LUZ MARIA [4] SU MEMORIA Y TESTIMONIO

LUZ MARÍA: EL SEÑOR TE VISTIÓ DE NOVIA. YA NO MIRES HACIA ATRÁS A LOS HORRORES PASADOS. TE HA DADO A SENTIR QUE TIENE UN DESTINO GLORIOSO Y LLENO DE VIDA PARA TI. ¡DEJA QUE LOS MUERTO ENTIERREN A SUS MUERTOS!

Aquí está mi testimonio padre, corríjalo si vale la pena por favor y me llevó al desierto para hablarme al corazón!

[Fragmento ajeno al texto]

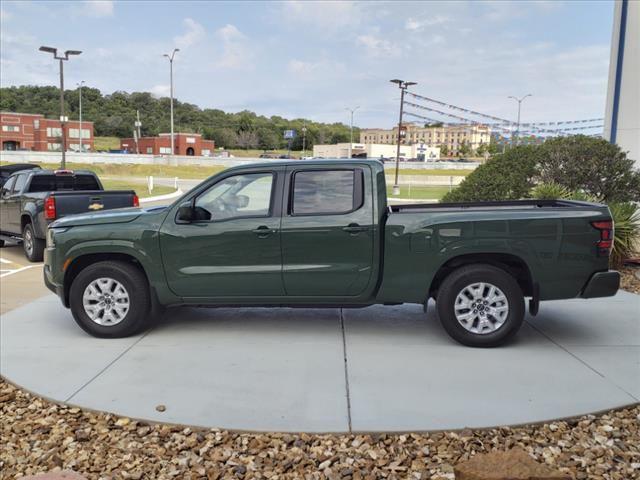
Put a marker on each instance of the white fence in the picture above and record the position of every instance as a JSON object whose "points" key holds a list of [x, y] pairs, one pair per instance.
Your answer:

Aunque estés viviendo momentáneamente tranquilo si estás viviendo sin preocuparte de la voluntad de Dios, aunque tú pienses que lo tienes todo, te falta lo más importante. Este este es mi caso. Cuando yo creía tenerlo todo, o casi todo lo que yo aspiraba tener: un hombre que me amara, un hogar, una familia… En un momento, una ráfaga de huracán, un manotazo inesperado de la vida… me arrebató pareja, casa, techo, hogar, sustento diario, salud mental de mi madre querida.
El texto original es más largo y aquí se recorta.